There is a great concern that if the institution is split –through the Trustee-initiated GW/NGA deal—and the collection is distributed across the nation, it will be easy to challenge the original Corcoran intent since the institution won’t exist anymore. We very much feel that this lawsuit is the last chance to save the Corcoran.
All of this said, it would be irresponsible for any intervening party—STC included—to not be concerned about 550 currently enrolled students who plan to work toward their degrees this September, as well as the faculty and staff who will make this happen. Students have not only paid for their education and are entitled to one; they are the future of any new Corcoran, and faculty is its life-blood. This goes for the museum staff as well.
No one left inside of the Corcoran thinks the Board has the capacity to put a contingency plan together. In short, trustees tried to “bake the cake,” making any option other than the dissolution of the institution impossible.
We’ve learned that well before STC announced our complaint, faculty were already dreading the next school year under any circumstances; there will be only a few, extremely dedicated staff members left, and twenty-two ranked faculty to educate students through what promises to be an extremely disorganized and rough year, after which faculty might get fired anyway.
This was the feeling BEFORE Save the Corcoran launched the suit last week. We did not create this terrible reality – the Corcoran trustees did. They are calling all of the shots; 13 people who have little experience running museums or schools are making all of this happen.
If Save the Corcoran gets standing on July 18th, new leadership will need to work with the Attorney General, the faculty, and the staff to get through this school year while a new plan or leadership group works on a powerful plan for the future. Save the Corcoran will not support any deal that shuts down the school. Since Trustees have not planned a museum season, this will need to be addressed. An emergency plan will need to be created.

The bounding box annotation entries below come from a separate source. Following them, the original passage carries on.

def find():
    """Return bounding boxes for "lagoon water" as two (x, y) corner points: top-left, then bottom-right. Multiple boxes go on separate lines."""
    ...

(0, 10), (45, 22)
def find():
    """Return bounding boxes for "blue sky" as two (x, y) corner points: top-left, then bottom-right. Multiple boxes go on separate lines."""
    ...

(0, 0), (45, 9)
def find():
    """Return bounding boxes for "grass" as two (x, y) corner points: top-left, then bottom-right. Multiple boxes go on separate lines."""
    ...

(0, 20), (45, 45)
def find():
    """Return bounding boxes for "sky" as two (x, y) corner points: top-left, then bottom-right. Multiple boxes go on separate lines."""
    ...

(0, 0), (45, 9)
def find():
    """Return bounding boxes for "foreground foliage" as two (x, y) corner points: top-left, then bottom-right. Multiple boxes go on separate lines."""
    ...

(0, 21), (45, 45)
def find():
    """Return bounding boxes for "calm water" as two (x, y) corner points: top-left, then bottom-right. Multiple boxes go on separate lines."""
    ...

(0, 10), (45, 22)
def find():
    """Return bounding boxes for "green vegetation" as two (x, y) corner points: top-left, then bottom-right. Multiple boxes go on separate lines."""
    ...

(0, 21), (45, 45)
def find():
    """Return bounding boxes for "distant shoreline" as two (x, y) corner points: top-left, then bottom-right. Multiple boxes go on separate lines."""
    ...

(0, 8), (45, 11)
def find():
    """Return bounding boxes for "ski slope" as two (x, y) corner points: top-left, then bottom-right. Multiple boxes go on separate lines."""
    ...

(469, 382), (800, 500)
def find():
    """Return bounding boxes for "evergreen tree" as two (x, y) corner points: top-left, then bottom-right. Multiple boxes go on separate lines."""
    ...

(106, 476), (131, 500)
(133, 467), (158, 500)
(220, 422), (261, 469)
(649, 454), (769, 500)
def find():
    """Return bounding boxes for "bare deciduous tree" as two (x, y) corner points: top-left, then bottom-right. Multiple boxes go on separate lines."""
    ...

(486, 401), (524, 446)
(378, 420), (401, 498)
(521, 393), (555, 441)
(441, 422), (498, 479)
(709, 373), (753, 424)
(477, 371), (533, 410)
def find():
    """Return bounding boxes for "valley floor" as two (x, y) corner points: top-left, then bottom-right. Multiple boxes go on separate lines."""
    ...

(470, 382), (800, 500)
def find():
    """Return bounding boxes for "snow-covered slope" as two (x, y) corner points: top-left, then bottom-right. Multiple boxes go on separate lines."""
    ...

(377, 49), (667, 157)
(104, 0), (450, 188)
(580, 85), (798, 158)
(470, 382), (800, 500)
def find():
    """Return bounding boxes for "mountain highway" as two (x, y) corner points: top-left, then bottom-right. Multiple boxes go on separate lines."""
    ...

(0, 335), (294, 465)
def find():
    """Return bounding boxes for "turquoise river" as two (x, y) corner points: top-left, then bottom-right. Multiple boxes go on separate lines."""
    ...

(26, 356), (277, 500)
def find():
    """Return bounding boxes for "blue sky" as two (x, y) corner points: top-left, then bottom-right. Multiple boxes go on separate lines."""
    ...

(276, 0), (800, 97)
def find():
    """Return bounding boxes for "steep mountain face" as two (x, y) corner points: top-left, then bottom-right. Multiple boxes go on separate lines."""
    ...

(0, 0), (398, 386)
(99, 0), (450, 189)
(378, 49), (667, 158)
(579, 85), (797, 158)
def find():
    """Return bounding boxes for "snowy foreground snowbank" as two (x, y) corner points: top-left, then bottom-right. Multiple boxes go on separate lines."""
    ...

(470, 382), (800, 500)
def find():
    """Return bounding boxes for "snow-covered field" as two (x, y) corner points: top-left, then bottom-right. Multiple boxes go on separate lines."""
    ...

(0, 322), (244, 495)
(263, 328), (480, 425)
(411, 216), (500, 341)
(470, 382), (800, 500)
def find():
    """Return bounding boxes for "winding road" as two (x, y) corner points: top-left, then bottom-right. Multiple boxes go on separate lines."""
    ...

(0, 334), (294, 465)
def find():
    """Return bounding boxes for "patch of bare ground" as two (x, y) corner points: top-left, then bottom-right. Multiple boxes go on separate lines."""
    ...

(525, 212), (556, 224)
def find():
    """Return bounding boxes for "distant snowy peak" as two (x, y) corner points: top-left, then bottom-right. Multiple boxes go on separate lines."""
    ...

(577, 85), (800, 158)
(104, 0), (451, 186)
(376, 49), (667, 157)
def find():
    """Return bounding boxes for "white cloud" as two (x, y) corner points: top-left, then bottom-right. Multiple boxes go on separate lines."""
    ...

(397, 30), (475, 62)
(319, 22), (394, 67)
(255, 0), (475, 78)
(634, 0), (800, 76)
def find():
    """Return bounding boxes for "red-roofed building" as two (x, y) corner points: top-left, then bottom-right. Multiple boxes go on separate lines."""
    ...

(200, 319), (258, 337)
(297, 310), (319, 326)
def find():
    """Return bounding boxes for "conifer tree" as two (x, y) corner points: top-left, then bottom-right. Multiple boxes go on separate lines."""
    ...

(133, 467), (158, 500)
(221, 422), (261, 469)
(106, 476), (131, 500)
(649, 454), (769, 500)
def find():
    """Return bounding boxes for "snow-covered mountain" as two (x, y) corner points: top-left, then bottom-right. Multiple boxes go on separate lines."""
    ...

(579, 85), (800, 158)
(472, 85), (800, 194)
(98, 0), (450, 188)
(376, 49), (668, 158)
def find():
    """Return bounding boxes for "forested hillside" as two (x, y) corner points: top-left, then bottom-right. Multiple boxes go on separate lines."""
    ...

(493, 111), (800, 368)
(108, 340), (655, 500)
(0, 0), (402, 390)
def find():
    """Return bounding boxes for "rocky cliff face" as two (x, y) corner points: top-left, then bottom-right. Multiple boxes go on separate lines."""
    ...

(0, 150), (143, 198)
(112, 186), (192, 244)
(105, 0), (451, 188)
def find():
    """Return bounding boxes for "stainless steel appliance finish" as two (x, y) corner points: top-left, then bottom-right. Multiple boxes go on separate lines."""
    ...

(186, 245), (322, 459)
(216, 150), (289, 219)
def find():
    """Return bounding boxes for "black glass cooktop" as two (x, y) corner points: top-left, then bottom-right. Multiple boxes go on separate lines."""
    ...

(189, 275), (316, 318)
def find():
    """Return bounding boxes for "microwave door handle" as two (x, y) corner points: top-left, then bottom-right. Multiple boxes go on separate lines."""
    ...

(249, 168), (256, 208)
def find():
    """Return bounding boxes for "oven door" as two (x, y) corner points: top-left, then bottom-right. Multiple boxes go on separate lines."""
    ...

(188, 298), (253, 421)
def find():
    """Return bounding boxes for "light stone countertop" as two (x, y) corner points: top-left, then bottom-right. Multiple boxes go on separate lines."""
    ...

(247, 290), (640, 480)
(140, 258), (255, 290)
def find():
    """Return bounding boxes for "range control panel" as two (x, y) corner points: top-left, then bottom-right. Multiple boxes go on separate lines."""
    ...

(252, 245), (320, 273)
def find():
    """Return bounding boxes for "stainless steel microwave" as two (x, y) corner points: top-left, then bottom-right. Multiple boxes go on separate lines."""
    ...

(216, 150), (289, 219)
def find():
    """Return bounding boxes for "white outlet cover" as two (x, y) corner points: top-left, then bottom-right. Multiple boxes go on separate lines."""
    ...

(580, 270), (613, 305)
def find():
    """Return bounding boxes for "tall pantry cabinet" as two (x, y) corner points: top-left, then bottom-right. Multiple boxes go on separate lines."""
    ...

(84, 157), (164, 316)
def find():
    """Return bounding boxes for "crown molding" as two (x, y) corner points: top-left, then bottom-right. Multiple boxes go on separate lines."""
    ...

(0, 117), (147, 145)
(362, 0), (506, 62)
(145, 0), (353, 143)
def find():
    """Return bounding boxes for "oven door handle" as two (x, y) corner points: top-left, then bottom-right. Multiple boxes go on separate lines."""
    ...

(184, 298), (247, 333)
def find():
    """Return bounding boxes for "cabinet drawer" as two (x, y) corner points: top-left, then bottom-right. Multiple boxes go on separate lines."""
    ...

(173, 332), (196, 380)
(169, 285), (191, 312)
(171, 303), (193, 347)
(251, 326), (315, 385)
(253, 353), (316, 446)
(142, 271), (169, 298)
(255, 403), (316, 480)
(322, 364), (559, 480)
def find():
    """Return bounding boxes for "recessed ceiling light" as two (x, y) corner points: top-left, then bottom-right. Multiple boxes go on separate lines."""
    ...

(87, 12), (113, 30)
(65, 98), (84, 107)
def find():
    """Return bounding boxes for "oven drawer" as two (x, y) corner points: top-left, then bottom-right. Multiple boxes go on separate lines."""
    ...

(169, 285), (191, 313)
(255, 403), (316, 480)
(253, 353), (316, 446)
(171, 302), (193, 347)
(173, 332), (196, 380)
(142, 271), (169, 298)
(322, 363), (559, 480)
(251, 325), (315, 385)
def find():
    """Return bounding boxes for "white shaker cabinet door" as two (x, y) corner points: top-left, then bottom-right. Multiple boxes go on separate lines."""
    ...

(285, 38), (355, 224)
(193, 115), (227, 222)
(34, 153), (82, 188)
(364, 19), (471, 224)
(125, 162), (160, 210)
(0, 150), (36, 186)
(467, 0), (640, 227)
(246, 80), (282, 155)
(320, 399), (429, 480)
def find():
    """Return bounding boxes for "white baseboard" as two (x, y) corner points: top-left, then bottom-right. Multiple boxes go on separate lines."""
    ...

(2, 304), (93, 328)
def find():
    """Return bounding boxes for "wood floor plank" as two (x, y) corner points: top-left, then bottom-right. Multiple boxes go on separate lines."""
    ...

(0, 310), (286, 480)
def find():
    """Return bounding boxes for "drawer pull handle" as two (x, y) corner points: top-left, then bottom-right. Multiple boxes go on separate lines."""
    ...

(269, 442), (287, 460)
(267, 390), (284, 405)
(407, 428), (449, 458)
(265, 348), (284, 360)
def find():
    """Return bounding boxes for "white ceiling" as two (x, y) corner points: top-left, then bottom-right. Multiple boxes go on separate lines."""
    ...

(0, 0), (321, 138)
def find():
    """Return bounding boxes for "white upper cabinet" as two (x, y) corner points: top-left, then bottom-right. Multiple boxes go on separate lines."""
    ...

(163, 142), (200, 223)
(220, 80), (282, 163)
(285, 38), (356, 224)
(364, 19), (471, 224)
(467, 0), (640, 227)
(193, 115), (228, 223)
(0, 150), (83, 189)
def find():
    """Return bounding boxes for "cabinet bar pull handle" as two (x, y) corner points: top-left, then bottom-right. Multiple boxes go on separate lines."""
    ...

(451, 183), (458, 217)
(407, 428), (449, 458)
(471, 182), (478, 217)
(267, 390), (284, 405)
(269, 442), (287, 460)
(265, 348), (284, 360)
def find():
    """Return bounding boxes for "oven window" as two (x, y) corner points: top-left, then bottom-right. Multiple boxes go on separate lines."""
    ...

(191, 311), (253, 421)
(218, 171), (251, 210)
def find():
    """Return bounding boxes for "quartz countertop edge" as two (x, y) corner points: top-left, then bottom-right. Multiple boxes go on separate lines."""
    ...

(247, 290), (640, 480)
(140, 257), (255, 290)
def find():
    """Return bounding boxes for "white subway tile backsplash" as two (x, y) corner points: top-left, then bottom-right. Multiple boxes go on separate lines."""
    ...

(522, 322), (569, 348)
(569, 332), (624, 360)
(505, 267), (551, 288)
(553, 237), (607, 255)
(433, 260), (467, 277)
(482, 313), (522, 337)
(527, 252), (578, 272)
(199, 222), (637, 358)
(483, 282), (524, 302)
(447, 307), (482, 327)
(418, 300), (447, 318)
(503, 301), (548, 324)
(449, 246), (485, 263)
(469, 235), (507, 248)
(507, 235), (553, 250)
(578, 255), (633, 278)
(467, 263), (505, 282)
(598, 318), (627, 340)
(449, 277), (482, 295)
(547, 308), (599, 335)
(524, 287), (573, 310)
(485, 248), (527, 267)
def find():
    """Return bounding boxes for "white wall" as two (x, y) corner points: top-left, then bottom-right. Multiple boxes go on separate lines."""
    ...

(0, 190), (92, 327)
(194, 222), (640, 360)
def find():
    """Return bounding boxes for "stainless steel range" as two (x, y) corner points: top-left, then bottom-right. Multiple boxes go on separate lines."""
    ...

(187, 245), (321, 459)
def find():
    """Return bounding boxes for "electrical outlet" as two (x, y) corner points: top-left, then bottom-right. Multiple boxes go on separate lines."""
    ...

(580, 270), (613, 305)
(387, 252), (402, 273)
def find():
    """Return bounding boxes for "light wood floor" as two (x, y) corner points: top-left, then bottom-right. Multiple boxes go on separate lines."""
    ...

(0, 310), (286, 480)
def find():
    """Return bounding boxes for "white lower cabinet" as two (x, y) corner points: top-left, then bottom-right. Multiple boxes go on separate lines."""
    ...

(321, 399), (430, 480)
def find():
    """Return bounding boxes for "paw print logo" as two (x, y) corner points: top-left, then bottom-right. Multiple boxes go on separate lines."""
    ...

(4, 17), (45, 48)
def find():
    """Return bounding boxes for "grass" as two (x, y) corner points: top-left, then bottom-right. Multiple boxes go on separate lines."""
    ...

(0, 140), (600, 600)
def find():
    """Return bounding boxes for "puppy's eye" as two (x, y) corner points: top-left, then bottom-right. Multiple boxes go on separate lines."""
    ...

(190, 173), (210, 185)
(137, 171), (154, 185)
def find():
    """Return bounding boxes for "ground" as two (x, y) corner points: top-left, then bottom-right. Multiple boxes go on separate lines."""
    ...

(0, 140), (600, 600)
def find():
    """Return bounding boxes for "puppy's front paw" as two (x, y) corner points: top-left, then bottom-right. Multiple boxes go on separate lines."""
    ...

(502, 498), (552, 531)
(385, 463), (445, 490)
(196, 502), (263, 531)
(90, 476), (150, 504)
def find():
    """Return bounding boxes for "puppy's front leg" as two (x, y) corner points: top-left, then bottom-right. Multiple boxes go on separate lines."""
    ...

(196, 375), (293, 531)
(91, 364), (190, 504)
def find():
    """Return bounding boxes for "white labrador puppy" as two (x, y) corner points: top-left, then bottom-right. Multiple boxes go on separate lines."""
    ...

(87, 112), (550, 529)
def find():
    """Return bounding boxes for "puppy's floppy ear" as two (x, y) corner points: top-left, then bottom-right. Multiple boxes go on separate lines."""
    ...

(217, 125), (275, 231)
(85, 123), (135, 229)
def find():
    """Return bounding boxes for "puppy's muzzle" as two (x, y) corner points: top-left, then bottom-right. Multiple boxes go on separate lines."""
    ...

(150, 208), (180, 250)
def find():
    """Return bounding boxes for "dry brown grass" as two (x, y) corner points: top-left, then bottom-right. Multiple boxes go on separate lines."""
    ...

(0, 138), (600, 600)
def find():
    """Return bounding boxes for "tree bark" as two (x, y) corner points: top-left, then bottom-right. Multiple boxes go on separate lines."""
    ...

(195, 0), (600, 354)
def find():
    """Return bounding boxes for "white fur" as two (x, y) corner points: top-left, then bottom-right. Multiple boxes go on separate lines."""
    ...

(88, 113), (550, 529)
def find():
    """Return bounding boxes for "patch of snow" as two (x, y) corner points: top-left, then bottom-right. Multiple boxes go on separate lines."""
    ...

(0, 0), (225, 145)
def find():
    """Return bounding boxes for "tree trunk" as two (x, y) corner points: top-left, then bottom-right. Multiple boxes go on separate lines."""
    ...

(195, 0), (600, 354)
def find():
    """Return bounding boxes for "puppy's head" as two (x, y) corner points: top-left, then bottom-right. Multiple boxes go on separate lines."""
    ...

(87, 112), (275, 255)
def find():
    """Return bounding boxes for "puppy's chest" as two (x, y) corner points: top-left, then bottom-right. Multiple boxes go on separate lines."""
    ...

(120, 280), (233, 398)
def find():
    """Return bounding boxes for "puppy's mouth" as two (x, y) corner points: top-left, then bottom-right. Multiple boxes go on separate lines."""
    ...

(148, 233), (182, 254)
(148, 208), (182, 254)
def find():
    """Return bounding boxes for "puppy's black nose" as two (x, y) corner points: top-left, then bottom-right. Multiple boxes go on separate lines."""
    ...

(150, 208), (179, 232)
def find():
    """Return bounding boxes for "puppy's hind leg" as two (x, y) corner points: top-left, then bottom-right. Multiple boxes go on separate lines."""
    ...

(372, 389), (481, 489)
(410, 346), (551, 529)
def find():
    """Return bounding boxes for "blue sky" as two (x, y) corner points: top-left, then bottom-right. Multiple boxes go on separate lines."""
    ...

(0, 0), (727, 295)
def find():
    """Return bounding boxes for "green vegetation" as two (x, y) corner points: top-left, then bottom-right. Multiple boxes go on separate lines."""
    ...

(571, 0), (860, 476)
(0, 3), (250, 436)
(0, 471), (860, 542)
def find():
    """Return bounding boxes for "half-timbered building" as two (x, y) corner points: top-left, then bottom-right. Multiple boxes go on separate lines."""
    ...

Wayne Reynolds, who was courted by the Corcoran – by Harry Hopper himself— in November 2012 to become the Board Chair, still wants to be the Board Chair. Wayne didn’t become Board Chair then because he did not approve of the Board’s course of action, and he told them so. But his last stint was in reviving and invigorating Ford’s Theater, growing the endowment from $0 to $50 million. He renovated the theater and the museum. He can do this here; he can save the Corcoran with our help. But we’ve got to give him the chance, and then we all have to help him.